Create a database account for a PolarDB for MySQL instance and grant privileges to the account - ApsaraDB for OceanBase

This topic describes how to create a normal account for a PolarDB for MySQL instance and grant the minimum privileges required in different phases of data migration to the account.

Background

A PolarDB for MySQL instance supports two types of database accounts: privileged account and normal account. When you use the data transmission service to migrate data from a PolarDB for MySQL instance, observe the following rules:

If you use a privileged account, it has read/write privileges on all databases by default.
Important
You can create only one privileged account in a PolarDB for MySQL instance.
If you use a normal account, grant privileges to the account based on the descriptions in this topic.
The privileges of a normal account include the read-only, read/write, DML-only, DDL-only, and read-only + index privileges. For more information, see Account privileges.

In this example, a normal account is created for a PolarDB for MySQL instance. Specify this account for the Username field when you create a PolarDB for MySQL data source.

Create a normal account for a PolarDB for MySQL instance

Go to the Accounts page.
1. Log on to the ApsaraDB for PolarDB console.
2. In the left-side navigation pane, click Clusters.
3. In the upper-left corner of the Clusters page, select the region of the target cluster and click the cluster ID.
4. On the details page of the cluster, choose Settings and Management > Account Management in the left-side navigation pane.
On the Accounts page, click Create Account.

In the Create Account dialog box, configure the parameters.

Parameter	Description
Account Name	The username of the account can contain lowercase letters, digits, and underscores (_). It must start with a lowercase letter and end with a lowercase letter or digit. It can contain 2 to 32 characters in length and cannot be reserved usernames such as root and admin.
Account Type	Select Normal Account.
Authorized Databases	Select one or more databases accessible to the account. In the Unauthorized Databases list on the left side, select one or more databases and click > to add them to the right-side list. In the Authorized Database list on the left side, grant the read/write, read-only, DML-only, DDL-only, or read-only + index privilege on each database to the account.
Password	The password must be 8 to 32 characters in length and contain any three of the following four character types: uppercase letters, lowercase letters, digits, and special characters. Supported special characters are the following ones: ! @ # $ % ^ & * ( ) _ + - =.
Confirm Password	Enter the password again.
Remarks	Enter the additional information about the account, which can contain 2 to 256 characters in length and cannot start with `http://` or `https://`.

Click OK.

Grant privileges to a normal account in a source PolarDB for MySQL instance

The following table lists the minimum privileges required for a normal account in a PolarDB for MySQL instance in different phases of data migration. If you grant the read/write privilege to the source account in the reverse incremental synchronization phase, the privilege required by the source is subject to the data type of reverse incremental synchronization. For example, if the data type of reverse incremental synchronization is DDL, you must grant the DDL-only privilege to the source account. If the data type of reverse incremental synchronization is DML, you must grant the DML-only privilege to the source account.

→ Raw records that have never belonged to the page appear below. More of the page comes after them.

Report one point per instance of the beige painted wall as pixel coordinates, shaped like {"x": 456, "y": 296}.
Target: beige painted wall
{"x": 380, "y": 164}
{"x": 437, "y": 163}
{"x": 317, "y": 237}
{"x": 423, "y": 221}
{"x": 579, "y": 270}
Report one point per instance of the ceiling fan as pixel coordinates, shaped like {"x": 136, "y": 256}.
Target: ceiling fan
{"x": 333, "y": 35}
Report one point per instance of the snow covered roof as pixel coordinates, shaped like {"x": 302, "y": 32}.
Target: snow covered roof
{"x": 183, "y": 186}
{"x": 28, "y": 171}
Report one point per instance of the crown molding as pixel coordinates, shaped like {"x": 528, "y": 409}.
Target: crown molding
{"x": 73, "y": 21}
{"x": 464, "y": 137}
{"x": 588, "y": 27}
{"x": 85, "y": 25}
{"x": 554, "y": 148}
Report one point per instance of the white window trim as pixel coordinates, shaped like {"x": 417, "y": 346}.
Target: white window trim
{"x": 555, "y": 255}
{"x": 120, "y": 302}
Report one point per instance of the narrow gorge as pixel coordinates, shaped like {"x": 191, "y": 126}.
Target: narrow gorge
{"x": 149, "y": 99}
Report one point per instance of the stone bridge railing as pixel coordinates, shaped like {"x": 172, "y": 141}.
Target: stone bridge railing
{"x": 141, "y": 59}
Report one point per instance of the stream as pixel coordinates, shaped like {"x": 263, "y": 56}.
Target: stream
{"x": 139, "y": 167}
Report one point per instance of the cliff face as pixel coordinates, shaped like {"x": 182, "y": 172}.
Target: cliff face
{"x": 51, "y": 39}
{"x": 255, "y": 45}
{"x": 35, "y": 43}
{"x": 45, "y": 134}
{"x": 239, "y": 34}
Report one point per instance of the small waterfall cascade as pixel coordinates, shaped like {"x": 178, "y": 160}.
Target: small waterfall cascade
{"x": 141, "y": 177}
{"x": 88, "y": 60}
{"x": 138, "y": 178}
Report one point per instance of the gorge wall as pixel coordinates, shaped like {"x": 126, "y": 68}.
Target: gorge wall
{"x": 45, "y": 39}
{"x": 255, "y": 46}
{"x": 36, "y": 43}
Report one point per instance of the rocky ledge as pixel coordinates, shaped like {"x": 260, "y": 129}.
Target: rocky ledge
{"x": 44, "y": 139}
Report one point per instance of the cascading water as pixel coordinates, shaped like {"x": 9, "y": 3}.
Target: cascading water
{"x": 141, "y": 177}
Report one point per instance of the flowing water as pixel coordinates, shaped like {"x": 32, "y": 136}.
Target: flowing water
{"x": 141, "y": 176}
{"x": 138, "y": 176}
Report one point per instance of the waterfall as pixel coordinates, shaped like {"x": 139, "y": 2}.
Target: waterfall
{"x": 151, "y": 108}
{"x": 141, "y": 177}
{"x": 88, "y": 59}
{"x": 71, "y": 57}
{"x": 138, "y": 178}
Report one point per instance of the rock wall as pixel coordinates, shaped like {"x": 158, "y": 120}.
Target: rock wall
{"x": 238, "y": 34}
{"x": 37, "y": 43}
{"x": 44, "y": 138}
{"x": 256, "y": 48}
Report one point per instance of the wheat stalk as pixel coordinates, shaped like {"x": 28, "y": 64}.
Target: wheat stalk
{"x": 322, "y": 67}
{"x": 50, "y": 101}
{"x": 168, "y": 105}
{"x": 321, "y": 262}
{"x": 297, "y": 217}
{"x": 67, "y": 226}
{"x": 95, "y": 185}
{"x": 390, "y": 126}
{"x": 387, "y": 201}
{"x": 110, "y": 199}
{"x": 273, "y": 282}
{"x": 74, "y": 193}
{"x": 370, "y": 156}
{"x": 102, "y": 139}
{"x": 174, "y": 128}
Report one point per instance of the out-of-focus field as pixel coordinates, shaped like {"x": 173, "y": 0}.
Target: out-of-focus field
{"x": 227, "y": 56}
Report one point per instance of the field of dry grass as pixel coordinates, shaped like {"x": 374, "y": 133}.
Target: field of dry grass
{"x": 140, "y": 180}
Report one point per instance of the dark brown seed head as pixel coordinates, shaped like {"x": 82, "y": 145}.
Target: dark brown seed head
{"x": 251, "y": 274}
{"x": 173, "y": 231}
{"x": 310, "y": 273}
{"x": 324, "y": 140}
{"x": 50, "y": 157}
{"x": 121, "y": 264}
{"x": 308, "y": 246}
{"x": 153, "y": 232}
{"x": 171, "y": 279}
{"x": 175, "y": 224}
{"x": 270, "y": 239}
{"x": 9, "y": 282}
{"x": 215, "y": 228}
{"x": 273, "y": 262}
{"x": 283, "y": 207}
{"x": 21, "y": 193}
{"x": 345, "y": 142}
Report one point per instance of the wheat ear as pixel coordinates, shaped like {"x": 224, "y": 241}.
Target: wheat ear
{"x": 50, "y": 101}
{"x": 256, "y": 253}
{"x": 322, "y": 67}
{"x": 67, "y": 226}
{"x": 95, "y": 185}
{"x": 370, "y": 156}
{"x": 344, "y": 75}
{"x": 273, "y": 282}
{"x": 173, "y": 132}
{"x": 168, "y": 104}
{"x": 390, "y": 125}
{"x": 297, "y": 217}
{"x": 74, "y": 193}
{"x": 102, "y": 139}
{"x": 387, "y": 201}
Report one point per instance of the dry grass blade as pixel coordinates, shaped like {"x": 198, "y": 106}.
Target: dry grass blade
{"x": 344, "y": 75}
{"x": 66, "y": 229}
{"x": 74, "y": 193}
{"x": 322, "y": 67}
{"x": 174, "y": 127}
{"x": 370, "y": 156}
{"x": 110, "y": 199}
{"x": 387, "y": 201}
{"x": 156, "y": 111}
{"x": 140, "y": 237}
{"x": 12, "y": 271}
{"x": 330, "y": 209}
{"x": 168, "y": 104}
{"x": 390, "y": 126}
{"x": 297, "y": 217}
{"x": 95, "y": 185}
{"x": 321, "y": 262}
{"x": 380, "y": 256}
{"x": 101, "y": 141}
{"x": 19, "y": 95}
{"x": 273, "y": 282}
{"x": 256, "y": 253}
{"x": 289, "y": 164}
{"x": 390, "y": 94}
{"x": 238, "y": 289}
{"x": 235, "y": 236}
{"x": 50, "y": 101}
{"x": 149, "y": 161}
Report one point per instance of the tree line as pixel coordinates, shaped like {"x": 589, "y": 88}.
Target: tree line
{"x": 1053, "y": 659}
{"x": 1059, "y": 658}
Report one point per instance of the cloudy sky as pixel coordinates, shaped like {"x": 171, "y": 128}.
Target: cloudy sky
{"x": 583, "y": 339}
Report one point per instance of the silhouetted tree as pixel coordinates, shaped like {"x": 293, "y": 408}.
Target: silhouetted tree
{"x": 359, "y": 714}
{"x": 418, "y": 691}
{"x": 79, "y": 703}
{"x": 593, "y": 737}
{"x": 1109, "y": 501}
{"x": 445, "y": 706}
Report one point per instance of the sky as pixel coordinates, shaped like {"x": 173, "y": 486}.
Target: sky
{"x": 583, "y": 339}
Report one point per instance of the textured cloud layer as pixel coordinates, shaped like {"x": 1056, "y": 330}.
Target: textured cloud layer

In incremental synchronization, the data transmission service obtains and parses the logs generated after DML or DDL change operations are performed in the source, and writes the logs to the target.
Note
If you have selected Incremental Synchronization when you configured the task, the account must have the read privilege on all tables in the source. Otherwise, the task may be interrupted.
In reverse incremental synchronization, the data transmission service obtains and parses the logs generated after DML or DDL change operations are performed in the target, and writes the logs to the source.

Table type	Schema migration	Full migration	Incremental DML operation synchronization	Incremental DDL operation synchronization	Full verification	Reverse incremental synchronization
Table with a primary key or not-null unique key	Read-only	Read-only	Read-only	Read-only	Read-only	DDL-only (only DDL operations are synchronized) DML-only (only DML operations are synchronized) Read/Write (both DDL and DML operations are synchronized)
Table without a primary key or not-null unique key	Read-only	Read-only	Read-only	Read-only	Not supported	DDL-only (only DDL operations are synchronized) DML-only (only DML operations are synchronized) Read/Write (both DDL and DML operations are synchronized)

Grant privileges to a normal account in a target PolarDB for MySQL instance

Table type	Schema migration	Full migration	Incremental DML operation synchronization	Incremental DDL operation synchronization	Full verification	Reverse incremental synchronization
Table with a primary key or not-null unique key	Read-only	Read-only	Read-only	Read-only	Read-only	DDL-only (only DDL operations are synchronized) DML-only (only DML operations are synchronized) Read/Write (both DDL and DML operations are synchronized)
Table without a primary key or not-null unique key	When the target is a PolarDB for MySQL instance, the data transmission service does not support the migration or synchronization of tables without a primary key or not-null unique key.